Ocular disease occurs in CVL, with anterior uveitis being the most common ocular manifestation, characterized by conjunctivitis, blepharitis, periocular alopecia, exophthalmia, keratitis, keratoconjunctivitis sicca, anterior uveitis, glaucoma, and retinal detachment [106].

The nosebleeding (epistaxis) occurs due to thrombocytopenia and is often confused with ehrlichiosis, a bacterial disease transmitted by ticks, which in many cases might associate with leishmaniasis. In endemic areas, it is advisable that any diagnosis of ehrlichia or anaplasma in dogs must be accompanied by differential diagnosis of kala-azar.

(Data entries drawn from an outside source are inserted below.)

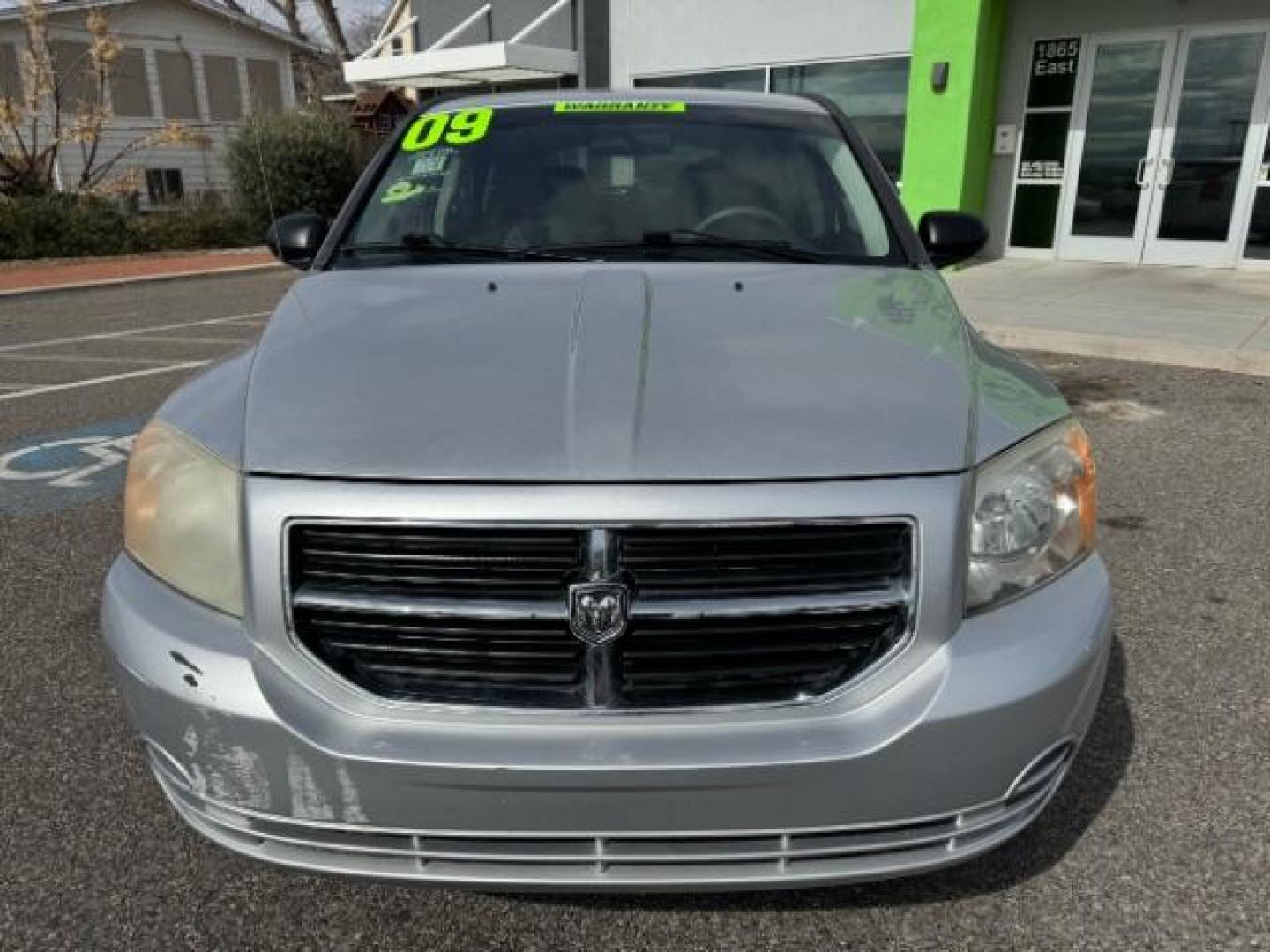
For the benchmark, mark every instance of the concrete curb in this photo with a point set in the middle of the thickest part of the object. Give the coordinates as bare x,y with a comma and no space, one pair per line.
138,279
1127,349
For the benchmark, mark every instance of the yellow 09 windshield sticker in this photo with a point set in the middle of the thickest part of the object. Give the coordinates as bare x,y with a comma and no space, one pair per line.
603,106
456,129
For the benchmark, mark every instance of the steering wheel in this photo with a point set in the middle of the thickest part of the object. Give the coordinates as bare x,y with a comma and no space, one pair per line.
752,212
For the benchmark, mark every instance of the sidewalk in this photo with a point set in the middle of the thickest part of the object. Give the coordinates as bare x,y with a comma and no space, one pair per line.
29,277
1186,316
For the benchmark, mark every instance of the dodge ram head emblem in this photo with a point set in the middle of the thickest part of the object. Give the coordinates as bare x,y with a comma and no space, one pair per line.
598,611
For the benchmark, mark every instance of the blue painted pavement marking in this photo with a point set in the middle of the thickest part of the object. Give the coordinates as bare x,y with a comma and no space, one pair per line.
56,471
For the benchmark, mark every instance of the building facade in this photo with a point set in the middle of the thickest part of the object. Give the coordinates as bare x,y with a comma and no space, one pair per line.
1132,131
188,61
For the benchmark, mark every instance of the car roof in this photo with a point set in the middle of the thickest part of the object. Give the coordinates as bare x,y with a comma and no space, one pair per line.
693,97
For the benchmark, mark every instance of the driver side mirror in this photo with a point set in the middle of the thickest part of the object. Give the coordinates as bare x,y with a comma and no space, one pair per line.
296,238
952,236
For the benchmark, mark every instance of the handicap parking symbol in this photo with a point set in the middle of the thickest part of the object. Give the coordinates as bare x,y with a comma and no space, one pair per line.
55,471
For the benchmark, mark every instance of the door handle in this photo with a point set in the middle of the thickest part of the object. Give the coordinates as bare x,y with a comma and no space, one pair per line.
1140,178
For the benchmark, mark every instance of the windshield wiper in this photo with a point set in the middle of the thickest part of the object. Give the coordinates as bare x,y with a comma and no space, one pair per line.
689,238
422,244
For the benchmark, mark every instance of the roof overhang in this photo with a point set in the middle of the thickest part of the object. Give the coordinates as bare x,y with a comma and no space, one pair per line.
461,66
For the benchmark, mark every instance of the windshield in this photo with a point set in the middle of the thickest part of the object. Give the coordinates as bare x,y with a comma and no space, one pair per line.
621,181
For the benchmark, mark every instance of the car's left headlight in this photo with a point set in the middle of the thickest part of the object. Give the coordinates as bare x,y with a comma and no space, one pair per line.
1034,514
181,517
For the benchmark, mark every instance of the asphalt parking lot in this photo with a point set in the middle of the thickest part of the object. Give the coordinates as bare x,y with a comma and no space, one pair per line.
1159,841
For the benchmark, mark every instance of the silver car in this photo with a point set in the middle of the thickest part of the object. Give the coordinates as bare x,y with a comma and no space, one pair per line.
619,502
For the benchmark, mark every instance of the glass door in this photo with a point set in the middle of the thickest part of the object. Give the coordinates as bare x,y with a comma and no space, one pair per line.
1258,248
1204,178
1117,136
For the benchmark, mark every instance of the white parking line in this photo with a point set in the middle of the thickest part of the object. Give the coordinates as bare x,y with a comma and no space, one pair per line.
135,331
75,385
90,358
158,339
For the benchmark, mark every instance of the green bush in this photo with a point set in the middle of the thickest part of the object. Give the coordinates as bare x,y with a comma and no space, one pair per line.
60,227
193,227
297,161
72,227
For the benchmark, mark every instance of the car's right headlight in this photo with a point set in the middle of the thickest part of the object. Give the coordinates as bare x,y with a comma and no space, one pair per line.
1034,514
181,517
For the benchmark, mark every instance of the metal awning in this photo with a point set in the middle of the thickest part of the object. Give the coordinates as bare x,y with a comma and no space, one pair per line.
459,66
444,65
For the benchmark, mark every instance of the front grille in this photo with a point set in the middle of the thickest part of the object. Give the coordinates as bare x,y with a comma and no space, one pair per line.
732,614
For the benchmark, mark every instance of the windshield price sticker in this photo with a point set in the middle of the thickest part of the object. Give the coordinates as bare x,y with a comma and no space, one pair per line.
406,190
456,129
601,106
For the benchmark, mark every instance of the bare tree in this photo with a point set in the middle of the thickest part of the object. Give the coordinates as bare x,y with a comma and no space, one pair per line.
363,26
290,13
36,124
334,28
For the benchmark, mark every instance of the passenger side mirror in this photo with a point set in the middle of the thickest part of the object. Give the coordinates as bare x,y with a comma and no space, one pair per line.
295,239
952,236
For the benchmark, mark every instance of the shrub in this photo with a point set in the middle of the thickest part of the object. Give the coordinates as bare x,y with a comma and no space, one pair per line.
60,227
190,227
71,227
297,161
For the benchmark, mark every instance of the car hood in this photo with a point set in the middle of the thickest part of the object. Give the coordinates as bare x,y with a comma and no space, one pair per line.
614,372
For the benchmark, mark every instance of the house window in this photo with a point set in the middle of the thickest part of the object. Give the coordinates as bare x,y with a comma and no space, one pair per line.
265,86
130,86
164,185
873,93
224,94
176,86
752,80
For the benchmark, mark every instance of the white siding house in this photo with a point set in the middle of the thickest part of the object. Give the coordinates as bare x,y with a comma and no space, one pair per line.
184,60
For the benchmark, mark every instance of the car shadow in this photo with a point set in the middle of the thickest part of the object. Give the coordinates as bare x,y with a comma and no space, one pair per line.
1094,777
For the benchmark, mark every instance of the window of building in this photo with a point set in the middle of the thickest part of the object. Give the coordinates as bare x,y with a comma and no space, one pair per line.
265,86
873,93
752,80
1259,233
176,84
74,70
11,77
164,185
130,86
224,94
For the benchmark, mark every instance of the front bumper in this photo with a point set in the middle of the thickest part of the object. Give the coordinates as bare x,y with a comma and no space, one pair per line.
947,763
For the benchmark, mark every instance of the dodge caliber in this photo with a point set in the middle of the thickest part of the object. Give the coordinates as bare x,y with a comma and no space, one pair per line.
617,502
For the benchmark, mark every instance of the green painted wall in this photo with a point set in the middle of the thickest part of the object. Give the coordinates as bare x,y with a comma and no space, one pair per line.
947,136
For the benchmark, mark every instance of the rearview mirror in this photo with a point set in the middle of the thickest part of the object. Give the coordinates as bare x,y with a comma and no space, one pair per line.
952,236
295,239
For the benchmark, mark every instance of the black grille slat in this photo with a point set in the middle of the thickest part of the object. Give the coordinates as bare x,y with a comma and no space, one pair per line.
721,614
747,560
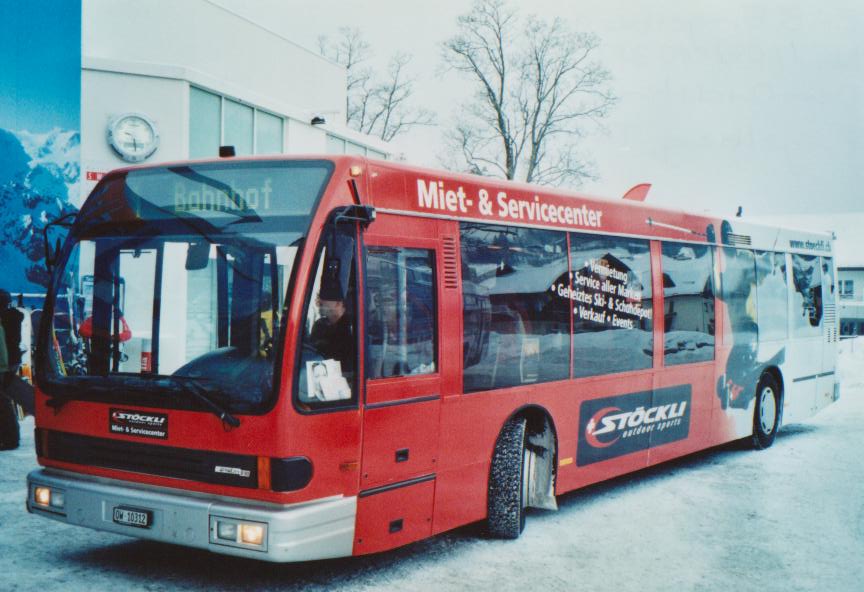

In general, dogs in endemic areas are poly-infected and malnourished, particularly stray dogs or those who frequently wander on the streets, leading to a plurality of overlapping clinical pictures. Among other conditions, furfuraceous flaking due to scabies, weight loss as consequence of other infections or lymphomas, and autoimmune diseases, such as systemic lupus erythematosus, often confuse diagnosis since clinical signs are usually not pathognomonic. Therefore, differential diagnosis must be a concern for the small animal clinician [107, 108].

Figure 6.

Cutaneous ulcer located on a pressure point.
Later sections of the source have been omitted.